An infant who has received empathic responsive care retains memories of the changes created by mother's caring responses and may identify and replicate her maternal soothing behaviors in self-soothing activities or in empathic-like behavior toward mother or toys. The child is copying mother's behavior, but his/her understanding of another person's feelings is still limited at this young age since he has not yet fully realized the separate individuality of the other person, or developed the capacity to imaginatively put himself into the other person's point of view.

Parental empathic encouragement and support for the toddler's growing efforts to explore, experiment, observe and think, and draw conclusions on his own contributes to the gradual development of psychological insight into other people's feelings.

In the last half of the second year, children show evidence of being more aware of and more able to conceptualize their own emotional states and more able to appreciate and interpret the feeling and perceptions of others.


Does a parent have to be home and with the baby all the time?

Empathic parenting does not require that mother and only mother be the primary caregiver.
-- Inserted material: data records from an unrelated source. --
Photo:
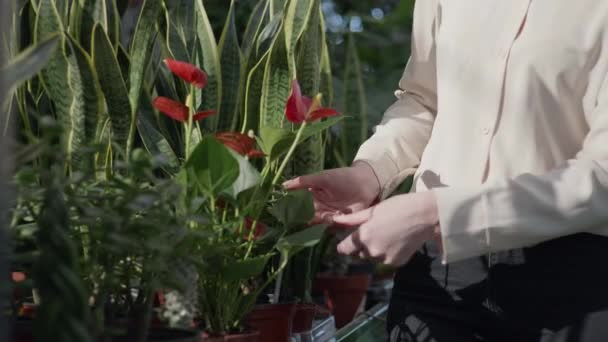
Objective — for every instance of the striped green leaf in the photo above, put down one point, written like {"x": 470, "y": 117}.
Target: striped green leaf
{"x": 208, "y": 59}
{"x": 296, "y": 21}
{"x": 55, "y": 74}
{"x": 257, "y": 20}
{"x": 29, "y": 62}
{"x": 143, "y": 40}
{"x": 231, "y": 63}
{"x": 87, "y": 102}
{"x": 326, "y": 86}
{"x": 113, "y": 86}
{"x": 354, "y": 130}
{"x": 276, "y": 85}
{"x": 151, "y": 137}
{"x": 276, "y": 6}
{"x": 253, "y": 94}
{"x": 309, "y": 155}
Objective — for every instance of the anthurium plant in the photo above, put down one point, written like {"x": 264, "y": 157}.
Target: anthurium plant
{"x": 248, "y": 219}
A child does not necessarily need an exclusive relationship with a single mothering parent IF a comfortable relationship is available with parenting partners who are mutually compatible, communicate well with each other, and are reasonably coordinated in their parenting styles.
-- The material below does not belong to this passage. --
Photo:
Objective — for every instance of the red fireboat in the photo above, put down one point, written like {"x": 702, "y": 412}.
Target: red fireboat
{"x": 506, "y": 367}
What is important is that there be a general tone of positive interest in, respect for, relatively reliable responsiveness to, and encouragement of the child as his own person. If day care workers and other auxiliary parents provide a major component of the overall world and nurturant parental environment of the very young child, it is crucial that they function as 'co-parents,' forming a collaborative shared-parenting team.
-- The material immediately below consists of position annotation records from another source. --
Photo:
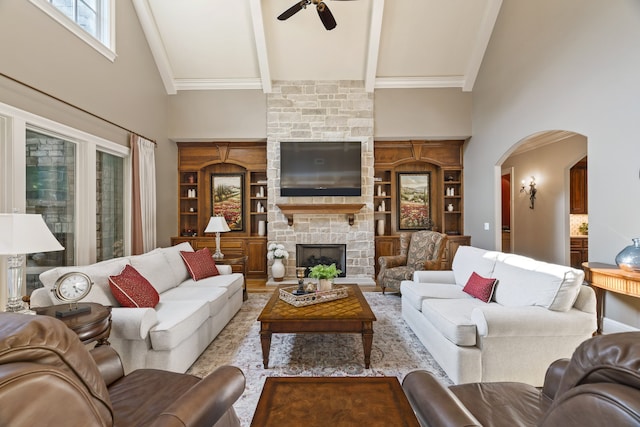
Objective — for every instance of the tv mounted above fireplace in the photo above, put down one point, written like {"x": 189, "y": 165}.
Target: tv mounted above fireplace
{"x": 320, "y": 168}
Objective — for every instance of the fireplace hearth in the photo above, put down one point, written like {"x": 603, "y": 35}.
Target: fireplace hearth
{"x": 311, "y": 255}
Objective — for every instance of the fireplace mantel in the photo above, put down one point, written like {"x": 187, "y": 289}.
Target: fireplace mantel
{"x": 350, "y": 209}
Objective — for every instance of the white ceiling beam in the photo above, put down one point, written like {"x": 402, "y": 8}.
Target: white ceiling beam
{"x": 261, "y": 44}
{"x": 419, "y": 82}
{"x": 375, "y": 31}
{"x": 482, "y": 41}
{"x": 148, "y": 24}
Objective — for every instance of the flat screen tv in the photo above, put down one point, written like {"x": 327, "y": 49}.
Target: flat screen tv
{"x": 321, "y": 168}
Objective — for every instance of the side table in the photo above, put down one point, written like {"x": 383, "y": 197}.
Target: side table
{"x": 94, "y": 325}
{"x": 242, "y": 262}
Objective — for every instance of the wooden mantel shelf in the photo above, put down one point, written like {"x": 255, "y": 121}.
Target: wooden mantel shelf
{"x": 321, "y": 209}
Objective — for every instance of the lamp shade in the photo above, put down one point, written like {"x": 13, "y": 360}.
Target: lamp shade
{"x": 26, "y": 234}
{"x": 217, "y": 224}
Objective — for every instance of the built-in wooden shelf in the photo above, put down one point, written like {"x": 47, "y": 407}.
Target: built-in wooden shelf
{"x": 349, "y": 209}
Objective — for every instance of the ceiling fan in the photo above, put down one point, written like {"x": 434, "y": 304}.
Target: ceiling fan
{"x": 323, "y": 12}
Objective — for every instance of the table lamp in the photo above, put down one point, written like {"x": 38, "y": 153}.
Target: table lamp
{"x": 217, "y": 225}
{"x": 22, "y": 234}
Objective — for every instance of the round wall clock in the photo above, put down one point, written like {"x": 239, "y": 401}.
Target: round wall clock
{"x": 71, "y": 288}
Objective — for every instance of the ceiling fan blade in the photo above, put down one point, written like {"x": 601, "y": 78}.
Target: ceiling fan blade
{"x": 293, "y": 10}
{"x": 326, "y": 16}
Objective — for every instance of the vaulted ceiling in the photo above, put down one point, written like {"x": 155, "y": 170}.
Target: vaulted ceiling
{"x": 240, "y": 44}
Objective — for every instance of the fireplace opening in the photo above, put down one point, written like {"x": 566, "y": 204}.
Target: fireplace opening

When is a child "ready" for day care?

Although it is preferable that a child not be pushed forward to explore the new and unknown until he is developmentally ready, that is until he has established enough of a sense of himself and internal concept of mother, it is often not feasible to wait until the second or third year when the child has become stabilized in the developmental process of separation and individuation before mother returns to work. In these circumstances, it is particularly important to find a nurturing and supportive child care arrangement.

What should I expect in an optimal day care setting?

Particularly for children younger than 8 months, it is important that the day care setting have sufficient staff to provide individual attention and have enough time to get to know the baby. Daily communication between parent and co-parent can also help coordinate and provide some consistency in child care. The goal is to relate to the child in ways that are reasonably emotionally symmetrical and coordinated so that the child experiences a minimum of confusing discontinuity and disorientation.

Child care staff and parents should become collaborators in the service of the child's needs. Competitiveness and major discontinuities among parenting figures can be very traumatic and harmful.